Saturday, January 06, 2007

Data Later

The director general of the Prison Service has admitted that he does not know exactly how many inmates are on the run from open jails.

Phil Wheatley said there was not an accurate system in place to count the numbers recaptured after absconding from such institutions.


Classed as Category D, open prisons have a more relaxed security regime.

Almost 700 offenders absconded in the year to last April from England's 15 open prisons, Mr Wheatley estimated.

Mr Wheatley said he was "embarrassed" to admit he was unable to provide an accurate figure because there is no central database for recording numbers of recaptured prisoners.

This BBC report of ludicrous incompetence illustrates one of the symptoms of Whitehall's impotence when it comes to IT. Why is it always imagined that tracking anything requires a "central database"? A hundred years ago at the Edwardian apotheosis of the British Empire there were no central databases of anything, yet the enterprise managed to keep ticking along.
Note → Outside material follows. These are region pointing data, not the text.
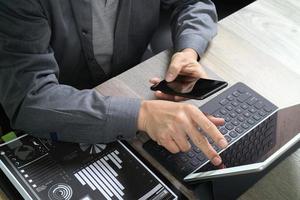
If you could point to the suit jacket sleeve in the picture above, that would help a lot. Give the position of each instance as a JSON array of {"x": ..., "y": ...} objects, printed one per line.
[
  {"x": 32, "y": 96},
  {"x": 193, "y": 23}
]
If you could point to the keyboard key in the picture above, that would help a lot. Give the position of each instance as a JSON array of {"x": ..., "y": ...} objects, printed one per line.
[
  {"x": 233, "y": 134},
  {"x": 246, "y": 114},
  {"x": 256, "y": 117},
  {"x": 245, "y": 126},
  {"x": 227, "y": 138},
  {"x": 223, "y": 131},
  {"x": 259, "y": 105},
  {"x": 262, "y": 113},
  {"x": 239, "y": 130},
  {"x": 252, "y": 101},
  {"x": 224, "y": 102},
  {"x": 252, "y": 110},
  {"x": 227, "y": 119},
  {"x": 250, "y": 121},
  {"x": 236, "y": 93},
  {"x": 229, "y": 126},
  {"x": 223, "y": 111},
  {"x": 267, "y": 109},
  {"x": 241, "y": 119},
  {"x": 233, "y": 115},
  {"x": 184, "y": 159},
  {"x": 217, "y": 115},
  {"x": 230, "y": 97},
  {"x": 191, "y": 154},
  {"x": 238, "y": 111},
  {"x": 244, "y": 97},
  {"x": 197, "y": 150},
  {"x": 235, "y": 122},
  {"x": 229, "y": 108},
  {"x": 242, "y": 90},
  {"x": 244, "y": 106}
]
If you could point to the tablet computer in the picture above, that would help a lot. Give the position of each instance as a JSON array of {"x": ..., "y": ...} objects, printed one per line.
[{"x": 245, "y": 156}]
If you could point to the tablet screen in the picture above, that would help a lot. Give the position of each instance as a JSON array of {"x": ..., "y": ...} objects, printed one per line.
[{"x": 260, "y": 143}]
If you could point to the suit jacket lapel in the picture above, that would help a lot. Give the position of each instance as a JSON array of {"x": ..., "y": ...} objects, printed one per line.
[{"x": 121, "y": 36}]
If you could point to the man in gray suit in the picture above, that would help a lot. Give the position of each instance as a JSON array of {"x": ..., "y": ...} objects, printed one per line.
[{"x": 52, "y": 52}]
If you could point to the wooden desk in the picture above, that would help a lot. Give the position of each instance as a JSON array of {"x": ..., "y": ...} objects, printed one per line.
[{"x": 258, "y": 45}]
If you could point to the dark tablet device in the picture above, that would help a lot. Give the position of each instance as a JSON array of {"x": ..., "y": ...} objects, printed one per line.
[{"x": 190, "y": 87}]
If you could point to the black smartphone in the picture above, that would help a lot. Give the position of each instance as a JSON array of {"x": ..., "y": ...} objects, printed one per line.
[{"x": 190, "y": 87}]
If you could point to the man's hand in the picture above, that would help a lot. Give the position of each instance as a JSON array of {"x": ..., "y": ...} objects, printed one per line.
[
  {"x": 182, "y": 63},
  {"x": 171, "y": 124}
]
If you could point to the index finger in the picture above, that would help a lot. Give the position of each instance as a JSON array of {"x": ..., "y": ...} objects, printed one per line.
[{"x": 208, "y": 127}]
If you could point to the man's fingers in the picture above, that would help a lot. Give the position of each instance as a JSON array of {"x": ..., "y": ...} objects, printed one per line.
[
  {"x": 182, "y": 142},
  {"x": 154, "y": 80},
  {"x": 177, "y": 62},
  {"x": 202, "y": 143},
  {"x": 208, "y": 127},
  {"x": 215, "y": 120},
  {"x": 194, "y": 70},
  {"x": 168, "y": 97},
  {"x": 171, "y": 146},
  {"x": 173, "y": 71}
]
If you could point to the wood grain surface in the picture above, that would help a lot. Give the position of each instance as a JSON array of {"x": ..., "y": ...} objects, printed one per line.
[{"x": 258, "y": 45}]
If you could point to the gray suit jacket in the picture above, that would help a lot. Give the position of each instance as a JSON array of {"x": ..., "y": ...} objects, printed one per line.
[{"x": 47, "y": 64}]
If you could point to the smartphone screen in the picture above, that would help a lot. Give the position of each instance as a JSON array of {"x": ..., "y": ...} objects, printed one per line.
[{"x": 190, "y": 87}]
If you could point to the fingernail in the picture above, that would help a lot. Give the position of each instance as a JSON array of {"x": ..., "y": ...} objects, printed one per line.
[
  {"x": 169, "y": 77},
  {"x": 216, "y": 161},
  {"x": 223, "y": 143}
]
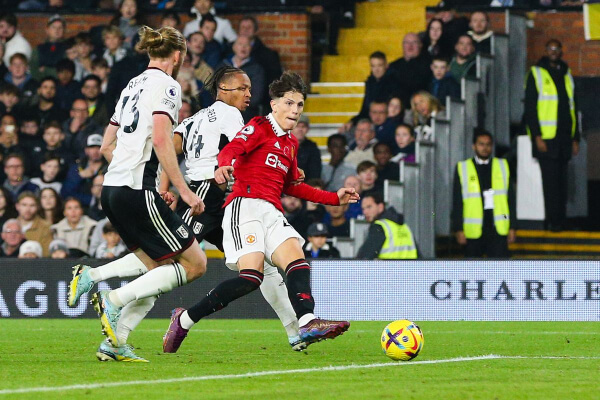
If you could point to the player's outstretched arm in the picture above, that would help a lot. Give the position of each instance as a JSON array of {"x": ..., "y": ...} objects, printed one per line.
[
  {"x": 165, "y": 151},
  {"x": 109, "y": 141}
]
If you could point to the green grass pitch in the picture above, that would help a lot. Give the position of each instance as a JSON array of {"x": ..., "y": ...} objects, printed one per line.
[{"x": 540, "y": 360}]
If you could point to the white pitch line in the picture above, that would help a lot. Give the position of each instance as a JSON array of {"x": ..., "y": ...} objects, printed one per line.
[{"x": 277, "y": 372}]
Organisational issues can't be solved by mandating a huge central bucket into which all data is thrown. If someone in the Prison Service can't answer the absconding lag question with a pencil, a notebook and a telephone then the problem lies with people and procedures not computers.

In civil service culture, a computer system is either a deus ex machina that will solve all our problems in future, or a convenient scapegoat for any day to day difficulty that arises.